The Cambrian marked a profound change in life on Earth; prior to the Cambrian, the majority of living organisms on the whole were small, unicellular and simple; the Precambrian Charnia being exceptional. Complex, multicellular organisms gradually became more common in the millions of years immediately preceding the Cambrian, but it was not until this period that mineralized—hence readily fossilized—organisms became common. The rapid diversification of lifeforms in the Cambrian, known as the Cambrian explosion, produced the first representatives of all modern animal phyla. Phylogenetic analysis has supported the view that during the Cambrian radiation, metazoa (animals) evolved monophyletically from a single common ancestor: flagellated colonial protists similar to modern choanoflagellates.

Snowball Earth

The Snowball Earth hypothesis proposes that the Earth's surface became entirely or nearly entirely frozen at least once, sometime earlier than 650 Mya (million years ago). Proponents of the hypothesis argue that it best explains sedimentary deposits generally regarded as of glacial origin at tropical paleolatitudes, and other otherwise enigmatic features in the geological record. Opponents of the hypothesis contest the implications of the geological evidence for global glaciation, the geophysical feasibility of an ice- or slush-covered ocean, and the difficulty of escaping an all-frozen condition. A number of unanswered questions exist, including whether the Earth was a full snowball, or a "slushball" with a thin equatorial band of open (or seasonally open) water.
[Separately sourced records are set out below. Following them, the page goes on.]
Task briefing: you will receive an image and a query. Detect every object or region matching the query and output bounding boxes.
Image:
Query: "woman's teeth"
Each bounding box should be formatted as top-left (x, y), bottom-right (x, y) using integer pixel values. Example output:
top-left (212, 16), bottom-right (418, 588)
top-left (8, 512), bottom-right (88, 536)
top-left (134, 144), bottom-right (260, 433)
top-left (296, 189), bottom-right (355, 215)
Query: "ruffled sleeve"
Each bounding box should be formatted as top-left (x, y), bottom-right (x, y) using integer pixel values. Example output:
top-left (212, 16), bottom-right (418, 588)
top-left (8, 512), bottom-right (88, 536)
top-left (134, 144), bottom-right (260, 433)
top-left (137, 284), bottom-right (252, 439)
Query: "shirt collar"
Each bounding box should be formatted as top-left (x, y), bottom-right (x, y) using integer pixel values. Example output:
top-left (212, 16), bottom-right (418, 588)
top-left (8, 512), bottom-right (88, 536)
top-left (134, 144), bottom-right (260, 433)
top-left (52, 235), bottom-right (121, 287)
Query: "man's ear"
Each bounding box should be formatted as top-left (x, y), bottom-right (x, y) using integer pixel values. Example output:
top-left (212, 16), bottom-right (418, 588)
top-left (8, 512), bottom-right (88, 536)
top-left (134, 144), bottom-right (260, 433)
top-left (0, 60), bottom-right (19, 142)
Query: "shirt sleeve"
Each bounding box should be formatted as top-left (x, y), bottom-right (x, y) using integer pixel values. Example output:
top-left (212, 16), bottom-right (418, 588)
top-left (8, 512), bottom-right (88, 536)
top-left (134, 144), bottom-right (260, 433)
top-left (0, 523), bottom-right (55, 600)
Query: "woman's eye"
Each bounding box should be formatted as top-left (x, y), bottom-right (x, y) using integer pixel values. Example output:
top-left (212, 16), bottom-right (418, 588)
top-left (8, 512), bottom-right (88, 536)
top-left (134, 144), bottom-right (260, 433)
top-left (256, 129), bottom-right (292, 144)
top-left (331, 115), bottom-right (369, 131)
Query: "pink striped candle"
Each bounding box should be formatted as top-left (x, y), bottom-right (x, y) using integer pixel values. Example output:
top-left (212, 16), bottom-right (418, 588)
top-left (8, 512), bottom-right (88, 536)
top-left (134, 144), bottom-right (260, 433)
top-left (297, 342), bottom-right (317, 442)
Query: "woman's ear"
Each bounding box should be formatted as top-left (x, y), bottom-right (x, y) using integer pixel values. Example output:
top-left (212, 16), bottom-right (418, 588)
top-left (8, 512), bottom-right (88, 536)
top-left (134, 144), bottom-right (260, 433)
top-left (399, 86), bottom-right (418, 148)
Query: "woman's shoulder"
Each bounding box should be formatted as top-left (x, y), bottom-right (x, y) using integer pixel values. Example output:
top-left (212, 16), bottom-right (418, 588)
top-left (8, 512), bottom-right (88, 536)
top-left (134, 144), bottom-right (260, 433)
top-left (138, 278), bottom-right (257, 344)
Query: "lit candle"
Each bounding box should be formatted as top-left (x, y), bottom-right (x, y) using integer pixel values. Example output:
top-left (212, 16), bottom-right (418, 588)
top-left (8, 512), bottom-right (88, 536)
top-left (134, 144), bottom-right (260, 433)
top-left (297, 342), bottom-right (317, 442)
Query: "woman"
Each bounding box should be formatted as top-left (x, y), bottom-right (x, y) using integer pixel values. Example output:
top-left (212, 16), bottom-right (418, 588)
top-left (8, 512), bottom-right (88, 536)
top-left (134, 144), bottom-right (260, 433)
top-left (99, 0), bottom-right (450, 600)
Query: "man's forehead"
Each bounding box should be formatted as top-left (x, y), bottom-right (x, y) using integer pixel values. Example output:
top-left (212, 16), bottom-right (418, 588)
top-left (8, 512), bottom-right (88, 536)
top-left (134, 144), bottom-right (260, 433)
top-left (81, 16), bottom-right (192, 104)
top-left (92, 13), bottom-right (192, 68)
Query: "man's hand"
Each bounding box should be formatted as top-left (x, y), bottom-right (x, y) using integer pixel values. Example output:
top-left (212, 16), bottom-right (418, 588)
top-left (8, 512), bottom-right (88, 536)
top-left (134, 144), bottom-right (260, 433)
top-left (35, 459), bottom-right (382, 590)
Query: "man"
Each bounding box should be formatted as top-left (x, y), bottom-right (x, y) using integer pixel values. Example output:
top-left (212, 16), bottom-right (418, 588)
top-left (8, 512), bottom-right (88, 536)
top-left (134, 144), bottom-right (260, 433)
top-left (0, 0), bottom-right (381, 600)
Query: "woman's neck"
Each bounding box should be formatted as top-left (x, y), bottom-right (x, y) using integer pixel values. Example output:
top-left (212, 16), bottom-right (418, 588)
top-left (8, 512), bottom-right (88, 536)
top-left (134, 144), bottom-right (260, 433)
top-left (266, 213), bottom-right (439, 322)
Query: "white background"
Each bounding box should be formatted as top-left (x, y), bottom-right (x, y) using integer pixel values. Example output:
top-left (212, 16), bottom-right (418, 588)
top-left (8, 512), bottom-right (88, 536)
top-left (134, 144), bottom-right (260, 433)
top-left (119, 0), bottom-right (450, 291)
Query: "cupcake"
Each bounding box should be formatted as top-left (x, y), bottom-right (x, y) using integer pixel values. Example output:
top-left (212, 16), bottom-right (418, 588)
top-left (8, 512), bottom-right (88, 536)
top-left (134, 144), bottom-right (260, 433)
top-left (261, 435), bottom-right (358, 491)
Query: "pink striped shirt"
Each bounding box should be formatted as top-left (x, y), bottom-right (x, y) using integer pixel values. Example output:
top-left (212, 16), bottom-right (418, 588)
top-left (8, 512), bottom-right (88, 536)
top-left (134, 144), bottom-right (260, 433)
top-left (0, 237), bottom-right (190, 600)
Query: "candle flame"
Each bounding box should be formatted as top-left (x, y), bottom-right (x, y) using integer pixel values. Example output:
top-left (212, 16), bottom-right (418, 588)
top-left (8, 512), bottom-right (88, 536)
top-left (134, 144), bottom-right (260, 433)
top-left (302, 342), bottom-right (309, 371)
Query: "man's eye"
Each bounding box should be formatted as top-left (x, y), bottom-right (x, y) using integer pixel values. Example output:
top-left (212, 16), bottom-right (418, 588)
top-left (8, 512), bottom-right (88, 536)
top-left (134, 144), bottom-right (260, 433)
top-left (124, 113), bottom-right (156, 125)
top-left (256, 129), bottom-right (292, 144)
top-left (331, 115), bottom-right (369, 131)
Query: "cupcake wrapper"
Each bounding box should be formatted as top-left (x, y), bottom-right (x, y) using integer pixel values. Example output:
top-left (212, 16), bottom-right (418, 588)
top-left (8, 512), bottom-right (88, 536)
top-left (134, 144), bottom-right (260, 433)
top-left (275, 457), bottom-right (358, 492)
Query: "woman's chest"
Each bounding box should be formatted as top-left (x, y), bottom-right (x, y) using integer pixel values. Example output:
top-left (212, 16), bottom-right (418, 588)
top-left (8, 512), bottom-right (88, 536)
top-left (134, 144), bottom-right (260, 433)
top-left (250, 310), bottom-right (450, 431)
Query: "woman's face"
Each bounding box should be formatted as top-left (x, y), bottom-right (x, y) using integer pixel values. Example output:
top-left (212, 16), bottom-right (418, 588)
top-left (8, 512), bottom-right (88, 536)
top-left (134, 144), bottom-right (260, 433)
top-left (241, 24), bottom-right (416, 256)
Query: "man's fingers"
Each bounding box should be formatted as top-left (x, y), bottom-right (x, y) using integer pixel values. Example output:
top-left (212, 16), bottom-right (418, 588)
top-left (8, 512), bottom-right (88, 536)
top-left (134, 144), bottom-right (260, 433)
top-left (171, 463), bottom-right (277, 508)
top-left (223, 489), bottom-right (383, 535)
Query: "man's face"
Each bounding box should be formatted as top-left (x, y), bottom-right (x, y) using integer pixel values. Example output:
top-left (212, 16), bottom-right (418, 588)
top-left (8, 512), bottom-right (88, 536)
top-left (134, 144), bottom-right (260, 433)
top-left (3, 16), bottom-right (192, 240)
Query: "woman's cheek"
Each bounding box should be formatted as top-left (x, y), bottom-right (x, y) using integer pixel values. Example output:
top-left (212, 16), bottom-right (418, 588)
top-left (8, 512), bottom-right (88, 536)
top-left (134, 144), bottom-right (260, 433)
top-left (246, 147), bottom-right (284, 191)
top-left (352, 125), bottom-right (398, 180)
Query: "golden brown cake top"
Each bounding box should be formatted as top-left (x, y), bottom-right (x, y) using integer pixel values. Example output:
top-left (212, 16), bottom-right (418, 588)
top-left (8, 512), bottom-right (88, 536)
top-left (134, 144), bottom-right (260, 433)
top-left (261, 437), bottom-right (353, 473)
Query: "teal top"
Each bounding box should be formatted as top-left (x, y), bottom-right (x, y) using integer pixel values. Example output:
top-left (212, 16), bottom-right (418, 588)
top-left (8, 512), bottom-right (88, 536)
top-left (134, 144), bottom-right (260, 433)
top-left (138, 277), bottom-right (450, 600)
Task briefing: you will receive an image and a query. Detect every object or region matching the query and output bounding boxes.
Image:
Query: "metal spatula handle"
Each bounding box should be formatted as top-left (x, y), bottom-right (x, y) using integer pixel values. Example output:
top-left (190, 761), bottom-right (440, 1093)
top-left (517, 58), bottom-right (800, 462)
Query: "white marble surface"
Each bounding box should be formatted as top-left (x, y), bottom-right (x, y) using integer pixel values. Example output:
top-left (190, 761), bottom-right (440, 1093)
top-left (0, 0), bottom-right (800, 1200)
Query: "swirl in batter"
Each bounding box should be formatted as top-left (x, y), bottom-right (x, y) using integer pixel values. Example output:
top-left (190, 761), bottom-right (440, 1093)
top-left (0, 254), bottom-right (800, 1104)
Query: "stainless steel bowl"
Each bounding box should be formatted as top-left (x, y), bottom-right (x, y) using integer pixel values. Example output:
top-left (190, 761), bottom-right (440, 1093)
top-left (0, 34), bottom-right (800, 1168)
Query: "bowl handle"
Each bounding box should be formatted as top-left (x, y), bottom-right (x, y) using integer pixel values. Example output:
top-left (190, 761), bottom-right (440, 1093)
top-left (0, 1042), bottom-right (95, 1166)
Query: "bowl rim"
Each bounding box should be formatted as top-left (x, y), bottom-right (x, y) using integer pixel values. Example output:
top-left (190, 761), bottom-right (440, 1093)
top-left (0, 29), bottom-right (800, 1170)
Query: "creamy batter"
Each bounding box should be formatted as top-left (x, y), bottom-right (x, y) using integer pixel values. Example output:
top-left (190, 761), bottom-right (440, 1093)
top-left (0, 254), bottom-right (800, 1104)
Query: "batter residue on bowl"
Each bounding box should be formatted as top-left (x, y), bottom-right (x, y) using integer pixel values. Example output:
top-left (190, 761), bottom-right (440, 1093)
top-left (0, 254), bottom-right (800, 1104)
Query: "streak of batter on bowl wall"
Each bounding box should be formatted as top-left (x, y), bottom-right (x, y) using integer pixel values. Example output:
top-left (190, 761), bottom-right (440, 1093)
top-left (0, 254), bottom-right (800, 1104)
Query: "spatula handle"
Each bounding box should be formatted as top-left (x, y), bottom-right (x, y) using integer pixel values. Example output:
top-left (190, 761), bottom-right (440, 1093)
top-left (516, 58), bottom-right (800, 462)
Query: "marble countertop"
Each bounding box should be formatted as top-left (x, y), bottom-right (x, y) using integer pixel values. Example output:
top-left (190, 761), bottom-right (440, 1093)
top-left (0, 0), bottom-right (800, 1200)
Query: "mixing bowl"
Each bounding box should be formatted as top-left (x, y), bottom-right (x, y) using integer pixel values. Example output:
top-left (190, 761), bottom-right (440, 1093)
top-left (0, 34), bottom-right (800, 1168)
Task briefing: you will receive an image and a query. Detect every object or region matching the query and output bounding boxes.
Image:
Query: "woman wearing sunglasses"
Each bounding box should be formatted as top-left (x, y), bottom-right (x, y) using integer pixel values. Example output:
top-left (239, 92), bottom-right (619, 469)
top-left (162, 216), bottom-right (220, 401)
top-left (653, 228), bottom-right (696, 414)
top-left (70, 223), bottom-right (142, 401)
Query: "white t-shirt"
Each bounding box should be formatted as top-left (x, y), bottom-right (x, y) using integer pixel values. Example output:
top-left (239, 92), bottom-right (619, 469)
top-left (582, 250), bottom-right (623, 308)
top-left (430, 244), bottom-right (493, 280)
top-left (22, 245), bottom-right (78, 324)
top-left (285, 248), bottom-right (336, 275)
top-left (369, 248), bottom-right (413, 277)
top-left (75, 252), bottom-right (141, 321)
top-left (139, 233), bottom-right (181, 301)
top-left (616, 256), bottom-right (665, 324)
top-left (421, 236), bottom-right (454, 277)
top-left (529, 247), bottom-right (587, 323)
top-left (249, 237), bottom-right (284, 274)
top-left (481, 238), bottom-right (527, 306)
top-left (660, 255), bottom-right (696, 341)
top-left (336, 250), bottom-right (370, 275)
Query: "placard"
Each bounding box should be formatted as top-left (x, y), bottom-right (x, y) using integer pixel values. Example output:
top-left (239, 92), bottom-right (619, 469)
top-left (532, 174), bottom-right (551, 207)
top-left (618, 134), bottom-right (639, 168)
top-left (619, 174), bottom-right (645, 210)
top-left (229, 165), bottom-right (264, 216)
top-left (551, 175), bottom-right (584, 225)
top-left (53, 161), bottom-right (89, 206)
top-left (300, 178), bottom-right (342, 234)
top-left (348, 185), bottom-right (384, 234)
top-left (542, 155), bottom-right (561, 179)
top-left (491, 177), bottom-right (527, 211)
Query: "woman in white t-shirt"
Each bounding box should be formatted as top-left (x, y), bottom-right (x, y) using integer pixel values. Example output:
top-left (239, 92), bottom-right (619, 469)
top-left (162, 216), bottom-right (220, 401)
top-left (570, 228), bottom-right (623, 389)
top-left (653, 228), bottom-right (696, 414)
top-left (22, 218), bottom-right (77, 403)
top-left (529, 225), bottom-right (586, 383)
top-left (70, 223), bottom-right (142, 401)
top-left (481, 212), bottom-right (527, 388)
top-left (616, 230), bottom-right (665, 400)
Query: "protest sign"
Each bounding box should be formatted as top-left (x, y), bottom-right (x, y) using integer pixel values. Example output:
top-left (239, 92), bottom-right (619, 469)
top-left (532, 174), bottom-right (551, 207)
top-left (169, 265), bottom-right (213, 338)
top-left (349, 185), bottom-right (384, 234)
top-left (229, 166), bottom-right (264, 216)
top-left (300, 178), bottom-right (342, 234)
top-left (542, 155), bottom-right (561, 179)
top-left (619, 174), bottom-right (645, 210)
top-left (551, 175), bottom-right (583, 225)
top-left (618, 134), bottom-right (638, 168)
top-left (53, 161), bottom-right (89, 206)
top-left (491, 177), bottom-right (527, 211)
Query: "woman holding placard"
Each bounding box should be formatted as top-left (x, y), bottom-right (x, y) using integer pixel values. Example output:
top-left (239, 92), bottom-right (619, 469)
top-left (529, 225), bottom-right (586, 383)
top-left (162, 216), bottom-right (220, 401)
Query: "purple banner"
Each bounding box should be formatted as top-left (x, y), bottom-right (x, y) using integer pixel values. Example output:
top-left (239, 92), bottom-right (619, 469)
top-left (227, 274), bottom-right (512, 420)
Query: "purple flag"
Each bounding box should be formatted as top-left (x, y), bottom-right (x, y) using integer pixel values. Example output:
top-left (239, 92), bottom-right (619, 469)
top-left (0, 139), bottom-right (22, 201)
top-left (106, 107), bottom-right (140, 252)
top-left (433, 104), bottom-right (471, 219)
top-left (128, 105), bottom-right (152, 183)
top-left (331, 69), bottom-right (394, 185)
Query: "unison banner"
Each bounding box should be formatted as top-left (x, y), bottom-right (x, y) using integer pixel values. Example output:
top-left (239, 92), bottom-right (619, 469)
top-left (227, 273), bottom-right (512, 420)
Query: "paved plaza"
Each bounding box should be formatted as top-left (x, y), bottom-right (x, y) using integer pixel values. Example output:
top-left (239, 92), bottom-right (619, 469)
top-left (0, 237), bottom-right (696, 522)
The geological time frames under consideration come before the sudden appearance of multicellular life forms on Earth known as the Cambrian explosion, and the most recent snowball episode may have triggered the evolution of multi-cellular life on Earth. Another, much earlier and longer, snowball episode, the Huronian glaciation, which occurred 2400 to 2100 Mya may have been triggered by the first appearance of oxygen in the atmosphere, the "Great Oxygenation Event."